As somebody who has always enjoyed the medium of RSS, I have seen many different apps in the past five years or so, and while there have been one or two noteworthy stand-outs, like Reeder on iOS, I daresay none have come close to toppling Press, at least on Android.
It’s as simple as its name implies, and if you are – as we – fans of minimalistic UIs, you’d be hard pressed (pun cautiously intended) to find a cleaner layout than this. As you can see from the screenshots of the app in action, I’m not telling lies:
Everything within the app is a mere swipe away, and since there are no ads, you won’t find yourself unwittingly redirected if you become a little swipe-happy. It syncs with Google Reader very easily indeed, and if you spend a lot of time on the subway, you can file much of your content away for offline reading.

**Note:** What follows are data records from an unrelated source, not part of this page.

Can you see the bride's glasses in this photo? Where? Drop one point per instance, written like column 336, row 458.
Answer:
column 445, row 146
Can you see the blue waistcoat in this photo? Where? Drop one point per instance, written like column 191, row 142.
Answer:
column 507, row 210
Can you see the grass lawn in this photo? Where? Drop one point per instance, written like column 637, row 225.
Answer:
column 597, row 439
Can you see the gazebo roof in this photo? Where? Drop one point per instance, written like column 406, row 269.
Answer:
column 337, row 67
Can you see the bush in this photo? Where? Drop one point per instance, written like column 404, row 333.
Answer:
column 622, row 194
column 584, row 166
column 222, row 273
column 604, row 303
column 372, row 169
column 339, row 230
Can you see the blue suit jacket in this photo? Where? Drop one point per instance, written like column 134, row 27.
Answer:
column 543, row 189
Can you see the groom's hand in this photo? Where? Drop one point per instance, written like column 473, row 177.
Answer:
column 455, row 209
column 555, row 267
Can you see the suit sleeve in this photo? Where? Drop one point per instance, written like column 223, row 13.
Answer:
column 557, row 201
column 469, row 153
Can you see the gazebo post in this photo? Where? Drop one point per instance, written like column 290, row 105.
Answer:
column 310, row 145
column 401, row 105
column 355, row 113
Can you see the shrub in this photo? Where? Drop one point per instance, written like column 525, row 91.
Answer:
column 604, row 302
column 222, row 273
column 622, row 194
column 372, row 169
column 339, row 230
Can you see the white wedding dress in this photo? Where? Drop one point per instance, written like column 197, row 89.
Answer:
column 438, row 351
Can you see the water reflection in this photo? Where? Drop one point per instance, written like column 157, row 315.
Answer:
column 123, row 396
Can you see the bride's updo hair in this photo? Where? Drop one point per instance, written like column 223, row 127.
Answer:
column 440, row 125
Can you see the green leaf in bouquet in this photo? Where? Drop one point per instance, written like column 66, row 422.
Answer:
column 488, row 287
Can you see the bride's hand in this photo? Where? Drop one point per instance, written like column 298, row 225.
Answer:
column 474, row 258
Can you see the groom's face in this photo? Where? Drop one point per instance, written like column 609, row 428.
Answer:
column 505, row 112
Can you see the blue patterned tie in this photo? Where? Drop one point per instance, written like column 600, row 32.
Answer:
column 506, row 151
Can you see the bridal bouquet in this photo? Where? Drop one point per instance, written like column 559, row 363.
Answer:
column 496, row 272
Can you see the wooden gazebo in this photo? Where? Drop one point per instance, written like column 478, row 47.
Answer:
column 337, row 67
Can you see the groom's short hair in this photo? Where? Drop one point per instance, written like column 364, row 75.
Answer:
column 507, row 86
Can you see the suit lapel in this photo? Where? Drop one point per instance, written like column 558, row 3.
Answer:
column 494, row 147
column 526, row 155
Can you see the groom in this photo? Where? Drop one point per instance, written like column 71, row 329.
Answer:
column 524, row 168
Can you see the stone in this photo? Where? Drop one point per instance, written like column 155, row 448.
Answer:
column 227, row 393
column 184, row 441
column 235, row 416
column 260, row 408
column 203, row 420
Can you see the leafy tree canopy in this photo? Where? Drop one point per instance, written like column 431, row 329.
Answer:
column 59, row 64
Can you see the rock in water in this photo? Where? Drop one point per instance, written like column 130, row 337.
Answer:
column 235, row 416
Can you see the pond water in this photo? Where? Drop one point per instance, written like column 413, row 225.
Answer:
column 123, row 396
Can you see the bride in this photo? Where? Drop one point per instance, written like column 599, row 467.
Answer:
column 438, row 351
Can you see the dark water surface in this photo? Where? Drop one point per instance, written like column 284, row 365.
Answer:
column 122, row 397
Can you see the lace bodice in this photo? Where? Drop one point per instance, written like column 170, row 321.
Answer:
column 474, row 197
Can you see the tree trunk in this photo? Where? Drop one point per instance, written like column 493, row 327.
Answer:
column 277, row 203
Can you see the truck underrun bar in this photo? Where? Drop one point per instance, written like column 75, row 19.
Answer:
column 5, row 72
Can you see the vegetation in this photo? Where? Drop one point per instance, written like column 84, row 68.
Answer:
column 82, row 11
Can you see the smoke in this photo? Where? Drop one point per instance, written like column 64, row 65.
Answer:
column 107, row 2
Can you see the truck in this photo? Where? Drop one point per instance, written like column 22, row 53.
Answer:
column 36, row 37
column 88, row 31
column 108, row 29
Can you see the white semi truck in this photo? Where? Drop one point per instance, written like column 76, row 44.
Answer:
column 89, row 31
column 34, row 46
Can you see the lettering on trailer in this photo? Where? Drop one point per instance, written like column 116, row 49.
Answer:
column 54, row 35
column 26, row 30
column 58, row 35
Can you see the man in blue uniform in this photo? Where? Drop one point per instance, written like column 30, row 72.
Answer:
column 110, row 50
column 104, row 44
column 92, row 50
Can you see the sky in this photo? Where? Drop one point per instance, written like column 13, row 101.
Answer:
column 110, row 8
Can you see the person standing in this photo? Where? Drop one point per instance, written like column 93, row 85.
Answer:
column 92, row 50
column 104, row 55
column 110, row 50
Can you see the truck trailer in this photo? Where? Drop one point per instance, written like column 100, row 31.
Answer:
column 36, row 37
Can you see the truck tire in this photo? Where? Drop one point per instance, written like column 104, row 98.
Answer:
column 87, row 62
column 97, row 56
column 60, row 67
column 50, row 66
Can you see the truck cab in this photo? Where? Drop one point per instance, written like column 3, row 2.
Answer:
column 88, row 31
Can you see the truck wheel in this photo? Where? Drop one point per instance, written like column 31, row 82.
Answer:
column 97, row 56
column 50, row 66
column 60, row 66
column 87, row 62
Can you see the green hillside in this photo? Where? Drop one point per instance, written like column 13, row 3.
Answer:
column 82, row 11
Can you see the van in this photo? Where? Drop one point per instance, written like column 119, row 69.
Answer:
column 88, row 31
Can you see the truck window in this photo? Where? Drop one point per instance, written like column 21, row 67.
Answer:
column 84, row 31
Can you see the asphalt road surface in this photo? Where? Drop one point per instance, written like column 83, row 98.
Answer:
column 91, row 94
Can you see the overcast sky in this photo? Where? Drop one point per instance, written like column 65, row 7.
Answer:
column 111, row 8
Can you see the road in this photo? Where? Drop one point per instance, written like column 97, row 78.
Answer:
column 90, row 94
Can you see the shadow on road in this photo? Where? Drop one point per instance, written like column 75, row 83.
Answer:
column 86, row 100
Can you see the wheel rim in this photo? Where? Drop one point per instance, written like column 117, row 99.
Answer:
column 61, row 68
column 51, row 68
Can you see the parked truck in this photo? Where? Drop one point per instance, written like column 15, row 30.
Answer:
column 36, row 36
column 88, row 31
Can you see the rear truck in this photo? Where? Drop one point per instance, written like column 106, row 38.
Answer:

The slick nature of the zooming functionality is somewhat akin to Flipboard, and the ability share and bookmark specific articles is another Press feature many of you will have become accustomed to on the world’s most popular webzine app.
Having played around with this app for a considerable amount of time, I am very impressed, and it certainly comes good on its impeccable reputation. Hitherto, I’ve been using Feeddler Pro on iPhone and iPad, but for my Nexus 7, I am definitely going with Press as my go-to option for Google Reader.
It costs just $1.99, and is easily the best we’ve seen for Android here at Redmond Pie. Sure, RSS readers are being replaced by the likes of Twitter, but for the traditionalists, I challenge you to find a better offering than Press.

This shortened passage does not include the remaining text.